Queen consort of Hittite
- Tenure: c. 1400 BC

= Daduhepa =

14th century BC Hittite queen

Daduhepa (also written Daduḫepa or Duduḫepa; ) was a Hittite queen (Tawananna) who reigned in the 15th or 14th century BC. Her lineage is obscure, but she is believed to have been the consort of either Tudḫaliya I or Šuppiluliuma I.

== Biography ==
Daduhepa was one of the queens of the Hittite New Kingdom, and was one of the first Hittite queens to have a Hurrian name after Hittite incorporated that group into their kingdom.

In some sources, Daduhepa is stated to have been a wife of Šuppiluliuma I along with Henti, who also had a Hurrian name. In this case, she would have had the sons Arnuwanda II and Muršili II.
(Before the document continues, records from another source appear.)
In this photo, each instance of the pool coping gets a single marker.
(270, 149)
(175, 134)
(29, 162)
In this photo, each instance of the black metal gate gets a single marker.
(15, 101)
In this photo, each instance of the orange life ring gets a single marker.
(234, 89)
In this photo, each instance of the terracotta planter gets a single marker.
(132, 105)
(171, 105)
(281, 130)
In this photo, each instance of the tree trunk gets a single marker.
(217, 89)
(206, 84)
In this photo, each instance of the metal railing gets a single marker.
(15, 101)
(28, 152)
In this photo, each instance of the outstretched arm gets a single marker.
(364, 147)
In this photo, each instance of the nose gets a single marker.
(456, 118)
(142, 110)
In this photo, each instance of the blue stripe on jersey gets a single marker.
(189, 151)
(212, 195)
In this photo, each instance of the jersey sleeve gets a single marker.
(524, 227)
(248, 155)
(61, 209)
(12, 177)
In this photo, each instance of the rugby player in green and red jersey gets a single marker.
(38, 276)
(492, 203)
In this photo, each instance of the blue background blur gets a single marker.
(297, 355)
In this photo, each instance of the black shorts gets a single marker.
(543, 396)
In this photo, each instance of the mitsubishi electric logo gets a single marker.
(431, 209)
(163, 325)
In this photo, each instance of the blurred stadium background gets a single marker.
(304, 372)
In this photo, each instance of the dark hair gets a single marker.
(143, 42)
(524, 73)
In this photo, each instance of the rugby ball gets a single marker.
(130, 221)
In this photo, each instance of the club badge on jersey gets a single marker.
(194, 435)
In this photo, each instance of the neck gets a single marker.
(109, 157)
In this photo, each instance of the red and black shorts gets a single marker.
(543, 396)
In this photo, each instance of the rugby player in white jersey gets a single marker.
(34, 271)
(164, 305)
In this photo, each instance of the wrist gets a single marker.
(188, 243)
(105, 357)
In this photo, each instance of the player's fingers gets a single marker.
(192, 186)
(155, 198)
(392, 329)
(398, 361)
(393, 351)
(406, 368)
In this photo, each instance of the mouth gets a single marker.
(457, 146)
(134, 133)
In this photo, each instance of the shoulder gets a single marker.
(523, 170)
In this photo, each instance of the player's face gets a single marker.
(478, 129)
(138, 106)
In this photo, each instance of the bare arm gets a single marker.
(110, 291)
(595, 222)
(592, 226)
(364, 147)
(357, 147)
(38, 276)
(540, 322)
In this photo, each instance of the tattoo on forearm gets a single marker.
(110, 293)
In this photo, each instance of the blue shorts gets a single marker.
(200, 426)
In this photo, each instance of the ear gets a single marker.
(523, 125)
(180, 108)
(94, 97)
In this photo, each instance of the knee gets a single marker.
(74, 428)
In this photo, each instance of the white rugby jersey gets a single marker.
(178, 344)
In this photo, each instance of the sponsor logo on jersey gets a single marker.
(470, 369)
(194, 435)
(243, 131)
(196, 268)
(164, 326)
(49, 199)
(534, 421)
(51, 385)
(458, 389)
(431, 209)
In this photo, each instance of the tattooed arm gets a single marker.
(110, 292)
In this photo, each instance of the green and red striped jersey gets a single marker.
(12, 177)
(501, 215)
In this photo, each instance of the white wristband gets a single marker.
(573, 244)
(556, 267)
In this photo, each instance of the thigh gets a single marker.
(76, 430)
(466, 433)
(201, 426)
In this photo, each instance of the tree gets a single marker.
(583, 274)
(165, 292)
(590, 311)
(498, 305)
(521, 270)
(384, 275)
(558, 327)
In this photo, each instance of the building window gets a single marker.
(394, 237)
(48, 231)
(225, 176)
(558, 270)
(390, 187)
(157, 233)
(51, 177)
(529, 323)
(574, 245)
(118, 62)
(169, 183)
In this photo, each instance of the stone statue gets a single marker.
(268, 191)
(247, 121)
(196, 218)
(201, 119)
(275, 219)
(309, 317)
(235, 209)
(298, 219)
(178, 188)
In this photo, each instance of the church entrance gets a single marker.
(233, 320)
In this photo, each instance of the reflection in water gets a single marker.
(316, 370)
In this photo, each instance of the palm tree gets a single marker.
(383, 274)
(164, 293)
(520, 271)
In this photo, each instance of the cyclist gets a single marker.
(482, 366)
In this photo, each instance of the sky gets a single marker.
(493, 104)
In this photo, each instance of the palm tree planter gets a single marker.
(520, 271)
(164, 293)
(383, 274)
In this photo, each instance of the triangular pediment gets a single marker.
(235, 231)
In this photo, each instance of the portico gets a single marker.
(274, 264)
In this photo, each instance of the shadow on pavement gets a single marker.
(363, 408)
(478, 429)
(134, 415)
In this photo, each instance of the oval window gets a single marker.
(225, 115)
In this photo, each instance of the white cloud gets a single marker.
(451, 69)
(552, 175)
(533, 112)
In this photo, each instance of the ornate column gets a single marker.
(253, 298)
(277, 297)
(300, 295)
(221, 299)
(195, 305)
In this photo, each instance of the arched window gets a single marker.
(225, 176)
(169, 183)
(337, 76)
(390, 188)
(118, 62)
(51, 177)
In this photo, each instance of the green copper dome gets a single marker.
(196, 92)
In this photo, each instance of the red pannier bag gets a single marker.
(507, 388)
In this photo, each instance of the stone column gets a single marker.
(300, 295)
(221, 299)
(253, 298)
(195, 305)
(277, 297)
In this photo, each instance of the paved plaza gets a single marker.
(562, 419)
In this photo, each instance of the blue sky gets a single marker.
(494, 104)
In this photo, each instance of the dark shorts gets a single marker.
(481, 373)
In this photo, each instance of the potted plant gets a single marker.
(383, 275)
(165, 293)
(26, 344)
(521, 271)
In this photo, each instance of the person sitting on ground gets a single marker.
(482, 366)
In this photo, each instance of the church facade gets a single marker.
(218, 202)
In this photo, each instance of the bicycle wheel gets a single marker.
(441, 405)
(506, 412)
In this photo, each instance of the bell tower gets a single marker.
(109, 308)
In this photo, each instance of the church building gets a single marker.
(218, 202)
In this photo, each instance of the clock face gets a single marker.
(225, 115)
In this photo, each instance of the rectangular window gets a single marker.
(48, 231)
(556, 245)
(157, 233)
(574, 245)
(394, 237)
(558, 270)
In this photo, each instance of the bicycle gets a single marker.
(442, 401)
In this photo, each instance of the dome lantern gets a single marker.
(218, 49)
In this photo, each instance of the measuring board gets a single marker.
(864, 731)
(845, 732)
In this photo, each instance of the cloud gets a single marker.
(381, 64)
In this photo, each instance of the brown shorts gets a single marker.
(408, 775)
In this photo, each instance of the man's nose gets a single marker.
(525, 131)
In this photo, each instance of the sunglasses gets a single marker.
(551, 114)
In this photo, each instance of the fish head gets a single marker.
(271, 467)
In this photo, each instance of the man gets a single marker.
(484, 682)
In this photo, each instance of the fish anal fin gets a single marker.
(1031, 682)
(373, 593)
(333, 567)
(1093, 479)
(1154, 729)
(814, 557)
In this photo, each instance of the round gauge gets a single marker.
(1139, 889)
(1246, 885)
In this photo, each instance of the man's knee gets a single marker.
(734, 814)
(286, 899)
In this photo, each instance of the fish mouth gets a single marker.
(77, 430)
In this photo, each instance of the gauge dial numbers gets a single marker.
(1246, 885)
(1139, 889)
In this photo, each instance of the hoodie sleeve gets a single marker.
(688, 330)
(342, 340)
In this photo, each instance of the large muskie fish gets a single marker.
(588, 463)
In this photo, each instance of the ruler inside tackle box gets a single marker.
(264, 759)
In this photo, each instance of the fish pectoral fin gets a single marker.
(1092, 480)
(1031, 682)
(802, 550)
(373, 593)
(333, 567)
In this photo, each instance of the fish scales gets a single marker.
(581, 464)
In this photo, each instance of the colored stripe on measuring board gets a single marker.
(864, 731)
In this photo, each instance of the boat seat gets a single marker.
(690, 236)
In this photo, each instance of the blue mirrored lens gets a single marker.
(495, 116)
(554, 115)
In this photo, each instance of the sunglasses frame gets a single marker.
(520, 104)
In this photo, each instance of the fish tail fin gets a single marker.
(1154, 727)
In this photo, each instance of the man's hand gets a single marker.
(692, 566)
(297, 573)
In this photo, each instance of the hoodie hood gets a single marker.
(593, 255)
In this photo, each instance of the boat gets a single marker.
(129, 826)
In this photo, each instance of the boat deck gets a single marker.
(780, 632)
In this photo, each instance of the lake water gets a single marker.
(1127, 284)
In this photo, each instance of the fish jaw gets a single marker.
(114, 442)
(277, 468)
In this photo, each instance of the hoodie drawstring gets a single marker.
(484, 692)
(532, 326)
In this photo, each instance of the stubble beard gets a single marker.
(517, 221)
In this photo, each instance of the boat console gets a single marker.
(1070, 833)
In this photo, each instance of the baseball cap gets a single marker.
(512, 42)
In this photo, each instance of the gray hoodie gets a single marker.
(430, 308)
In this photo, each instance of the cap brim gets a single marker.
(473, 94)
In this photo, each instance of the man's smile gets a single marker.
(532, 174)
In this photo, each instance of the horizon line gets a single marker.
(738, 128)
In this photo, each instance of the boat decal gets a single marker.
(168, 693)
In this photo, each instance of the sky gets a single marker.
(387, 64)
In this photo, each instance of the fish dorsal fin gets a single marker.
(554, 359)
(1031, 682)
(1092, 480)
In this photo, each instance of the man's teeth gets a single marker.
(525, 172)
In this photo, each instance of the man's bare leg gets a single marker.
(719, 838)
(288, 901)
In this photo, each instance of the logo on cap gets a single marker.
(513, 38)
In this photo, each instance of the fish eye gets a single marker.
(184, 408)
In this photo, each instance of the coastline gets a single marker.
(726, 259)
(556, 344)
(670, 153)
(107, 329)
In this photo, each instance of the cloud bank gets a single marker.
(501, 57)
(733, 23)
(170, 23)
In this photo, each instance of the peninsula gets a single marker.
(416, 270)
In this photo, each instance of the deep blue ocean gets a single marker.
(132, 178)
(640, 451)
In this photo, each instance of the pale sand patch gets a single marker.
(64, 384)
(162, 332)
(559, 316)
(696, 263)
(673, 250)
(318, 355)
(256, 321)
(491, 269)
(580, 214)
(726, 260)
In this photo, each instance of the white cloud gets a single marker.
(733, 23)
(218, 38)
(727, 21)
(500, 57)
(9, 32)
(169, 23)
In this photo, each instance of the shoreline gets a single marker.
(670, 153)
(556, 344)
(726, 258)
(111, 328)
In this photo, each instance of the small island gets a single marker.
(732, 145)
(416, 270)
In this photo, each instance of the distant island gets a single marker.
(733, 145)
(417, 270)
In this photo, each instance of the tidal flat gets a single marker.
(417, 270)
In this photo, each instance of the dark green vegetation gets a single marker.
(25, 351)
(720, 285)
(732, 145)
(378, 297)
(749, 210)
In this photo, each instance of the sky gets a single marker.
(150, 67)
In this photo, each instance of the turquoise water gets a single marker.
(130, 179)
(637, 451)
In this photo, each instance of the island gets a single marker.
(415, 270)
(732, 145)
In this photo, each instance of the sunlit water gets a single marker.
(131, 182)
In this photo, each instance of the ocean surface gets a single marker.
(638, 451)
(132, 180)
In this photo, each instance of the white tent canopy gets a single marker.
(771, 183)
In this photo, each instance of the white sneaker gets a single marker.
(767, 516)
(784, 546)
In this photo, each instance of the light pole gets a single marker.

In more recent studies, evidence points to Daduhepa being the consort of Šuppiluliuma's father, who is known as Tudḫaliya or Tašmišarri. Because she was written about as being queen during her son's rule, Daduhepa is believed to have outlived her husband and maintained her status of queen, as per the Tawananna tradition. She has been found depicted and named on several seals alongside her son Šuppiluliuma. She retained her status until her death around 1345 BC, after which Henti, the first wife of Šuppiluliuma, assumed the title of Tawananna and the queenship.